Finding the product of two numbers using 8086 program in assembly language

assume cs:code,ds:data
data segment
org 2000h
num1 dw 1234h
num2 dw 2345h
product dw 2d dup(0h)
data ends
code segment
start:mov ax,data
mov ds,ax
mov ax,num1
mul num2
mov product,ax
mov product+2,dx
mov ah,4ch
int 21h
code ends
end start

assume is the preprocessor directive . and we are using two segment registers one is code segment and second is the data segment register.
data segment contains the all initialization s like the starting address of the program. and the variables used and the data type of those variables. product dw 2d dup(0h) specifies the processor to load the variable memory location with the zeros.
next code segment contains the executable code which performs the desired action. the result of the multiplication is stored in the ax register automatically. mov ax,data loads the startin address of the data segment in the ax register. mov ds,ax set thememory location as the variable ds. load the  number one into the ax register. and then directly multiply the content of the ax with num2. the result is stored in the ax register. then move the result into the variable product. at the endint 21h is the interrupt to the processor.
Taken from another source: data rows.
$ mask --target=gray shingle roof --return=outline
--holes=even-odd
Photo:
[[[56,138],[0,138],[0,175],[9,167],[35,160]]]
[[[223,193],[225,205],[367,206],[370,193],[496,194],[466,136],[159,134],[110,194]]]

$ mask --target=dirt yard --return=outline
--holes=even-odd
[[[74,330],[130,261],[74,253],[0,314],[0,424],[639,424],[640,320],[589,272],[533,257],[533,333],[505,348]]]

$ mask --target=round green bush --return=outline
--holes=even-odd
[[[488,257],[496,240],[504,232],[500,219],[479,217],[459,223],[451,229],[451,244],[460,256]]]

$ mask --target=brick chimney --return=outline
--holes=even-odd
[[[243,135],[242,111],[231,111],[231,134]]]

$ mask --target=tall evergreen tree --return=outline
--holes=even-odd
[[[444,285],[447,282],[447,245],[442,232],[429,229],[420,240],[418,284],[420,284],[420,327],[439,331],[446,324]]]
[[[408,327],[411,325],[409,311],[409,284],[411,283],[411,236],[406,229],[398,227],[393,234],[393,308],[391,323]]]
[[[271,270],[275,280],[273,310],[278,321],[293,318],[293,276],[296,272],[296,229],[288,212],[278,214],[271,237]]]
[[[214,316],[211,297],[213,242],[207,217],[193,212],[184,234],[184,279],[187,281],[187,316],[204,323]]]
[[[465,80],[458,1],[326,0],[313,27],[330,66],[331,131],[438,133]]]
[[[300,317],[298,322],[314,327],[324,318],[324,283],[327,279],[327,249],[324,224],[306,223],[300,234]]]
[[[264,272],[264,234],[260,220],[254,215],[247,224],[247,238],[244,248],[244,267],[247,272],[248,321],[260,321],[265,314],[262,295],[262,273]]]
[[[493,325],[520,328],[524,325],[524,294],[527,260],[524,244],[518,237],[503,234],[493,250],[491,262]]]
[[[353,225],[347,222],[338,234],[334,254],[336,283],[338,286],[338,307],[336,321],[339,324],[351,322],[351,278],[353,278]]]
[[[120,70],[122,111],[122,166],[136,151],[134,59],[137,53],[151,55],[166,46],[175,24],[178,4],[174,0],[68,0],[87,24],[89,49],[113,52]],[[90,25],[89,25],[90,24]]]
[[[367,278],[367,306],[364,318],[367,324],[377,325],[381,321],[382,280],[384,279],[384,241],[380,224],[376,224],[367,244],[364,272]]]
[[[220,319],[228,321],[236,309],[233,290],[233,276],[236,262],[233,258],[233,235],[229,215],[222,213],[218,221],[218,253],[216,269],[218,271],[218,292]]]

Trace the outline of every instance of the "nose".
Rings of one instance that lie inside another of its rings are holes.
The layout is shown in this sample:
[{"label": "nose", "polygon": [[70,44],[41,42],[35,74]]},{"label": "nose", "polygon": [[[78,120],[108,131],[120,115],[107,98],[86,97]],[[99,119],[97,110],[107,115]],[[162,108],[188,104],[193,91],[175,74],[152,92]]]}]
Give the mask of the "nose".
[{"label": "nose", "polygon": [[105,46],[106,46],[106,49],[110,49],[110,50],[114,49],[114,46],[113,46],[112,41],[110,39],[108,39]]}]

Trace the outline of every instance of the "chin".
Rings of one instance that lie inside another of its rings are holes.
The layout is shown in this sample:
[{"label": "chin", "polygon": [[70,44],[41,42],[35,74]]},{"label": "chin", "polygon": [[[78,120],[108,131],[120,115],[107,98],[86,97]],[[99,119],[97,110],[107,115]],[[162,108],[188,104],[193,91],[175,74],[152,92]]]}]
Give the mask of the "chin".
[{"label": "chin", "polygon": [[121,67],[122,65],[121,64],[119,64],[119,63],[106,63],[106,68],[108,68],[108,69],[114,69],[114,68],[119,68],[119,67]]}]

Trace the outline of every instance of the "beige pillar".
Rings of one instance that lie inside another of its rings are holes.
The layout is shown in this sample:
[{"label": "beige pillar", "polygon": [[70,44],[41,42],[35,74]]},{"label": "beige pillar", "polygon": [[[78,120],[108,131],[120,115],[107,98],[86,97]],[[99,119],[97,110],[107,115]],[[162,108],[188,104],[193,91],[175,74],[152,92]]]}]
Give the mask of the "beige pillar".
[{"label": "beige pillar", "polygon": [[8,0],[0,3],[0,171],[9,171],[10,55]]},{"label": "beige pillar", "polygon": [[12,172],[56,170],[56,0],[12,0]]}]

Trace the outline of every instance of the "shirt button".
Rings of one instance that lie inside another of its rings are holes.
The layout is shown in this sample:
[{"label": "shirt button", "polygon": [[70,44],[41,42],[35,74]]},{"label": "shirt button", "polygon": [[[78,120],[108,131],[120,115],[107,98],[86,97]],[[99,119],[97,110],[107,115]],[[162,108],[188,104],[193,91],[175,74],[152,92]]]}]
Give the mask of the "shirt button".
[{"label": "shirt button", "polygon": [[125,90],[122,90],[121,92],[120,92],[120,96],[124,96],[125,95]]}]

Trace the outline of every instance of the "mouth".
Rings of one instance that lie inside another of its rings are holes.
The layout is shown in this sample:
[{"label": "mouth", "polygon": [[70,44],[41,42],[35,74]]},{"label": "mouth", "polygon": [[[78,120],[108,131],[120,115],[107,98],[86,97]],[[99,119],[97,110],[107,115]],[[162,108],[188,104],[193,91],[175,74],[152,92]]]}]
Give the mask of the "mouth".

finding the sum of two numbers using 8086 in assembly language

assume cs:code,ds:data
data segment
org 2000h
num1 dw 1234h
num2 dw 2345h
sum db 2d dup(0h)
carry db 1d dup(0h)
data ends
code segment
start:mov ax,data
mov ds,ax
mov ax,num1
mov bx,num2
add al,bl
daa
mov sum,al
mov al,ah
adc al,bh
daa
mov sum+1,al
mov bl,0h
adc bl,0h
mov carry,bl
mov ah,4ch
int 21h
code ends
end start

Assembly language program to find the sum of numbers in a given series using 8086

assume cs:code,ds:data
data segment
org 2000h
series dw 1234h,2345h,0abcdh,103fh,5555h
sum dw 00h
carry dw 00h
data ends
code segment
start:mov ax,data
mov ds,ax
mov ax,00h
mov bx,00h
mov cx,05h
mov si,2000h
go:add ax,[si]
adc bx,00h
inc si
inc si
dec cx
jnz go
mov sum,ax
mov carry,bx
mov ah,4ch
int 21h
code ends
end start

Assembly language program to find the number of ones in a given number using 8086

assume cs:code,ds:data
data segment
org 2000h
num dw 4567h
onecount db 01d dup(0h)
data ends
code segment
start:mov ax,data
mov ds,ax
mov cx,16d
mov ax,num
go:ror ax,01
jnc next
inc onecount
next:dec cx
jnz go
mov ah,4ch
int 21h
code ends
end start

Assembly language program to find maximum and minimum number in a series using 8086

assume cs:code,ds:data
data segment
org 2000h
series db 12h,11h,09h,05h,23h,99h,86h
count dw 07h
max db 00h
min db 00h
data ends
code segment
start:mov ax,data
mov ds,ax
mov cx,count
lea si,series
mov al,[si]
mov bl,al
go:inc si
cmp [si],al
jl min_val
mov al,[si]
jmp nxtp
min_val:cmp [si],bl
jg nxtp
mov bl,[si]
nxtp:loop go
mov max,al
mov min,bl
mov ah,4ch
int 21h
code ends
end start

Assembly language program to convert binary number to BCD using 8086 using procedures

ASSUME  CS:CODE, DS:DATA, SS:STACK1
DATA    SEGMENT
SERIES  DB 74H,29H,4AH,3BH
BCD_OUT DW 04H DUP(0H)
BCD     EQU 04H
DATA    ENDS
STACK1 SEGMENT
BALARAM DW 40H DUP(0H)
TOP_STACK LABEL WORD
STACK1 ENDS
CODE SEGMENT
START:  MOV AX, DATA
        MOV DS, AX
        MOV AX, STACK1
        MOV SS, AX
        LEA SI, SERIES
        LEA DI, BCD_OUT
        LEA SP, TOP_STACK
        MOV CH, BCD
        CALL BIN_BCD
        MOV AH, 4CH
        INT 21H
BIN_BCD PROC NEAR
PUSHF
PUSH AX
PUSH BX
PUSH CX
NXT_VALUE: MOV AL, [SI]
           MOV AH, 0H
           MOV CL, 64H
           DIV CL
           MOV BH, AL
           MOV AL, AH
           MOV AH, 0H
           MOV CL, 0AH
           DIV CL
           MOV CL, 04H
           ROR AL, CL
           MOV BL, AH
           ADD BL, AL
           MOV [DI], AX
           INC SI
           ADD DI, 02
           DEC CH
           JNZ NXT_VALUE
           POP CX
           POP BX
           POP AX
           POPF
           RET
           BIN_BCD ENDP
           CODE ENDS
           END START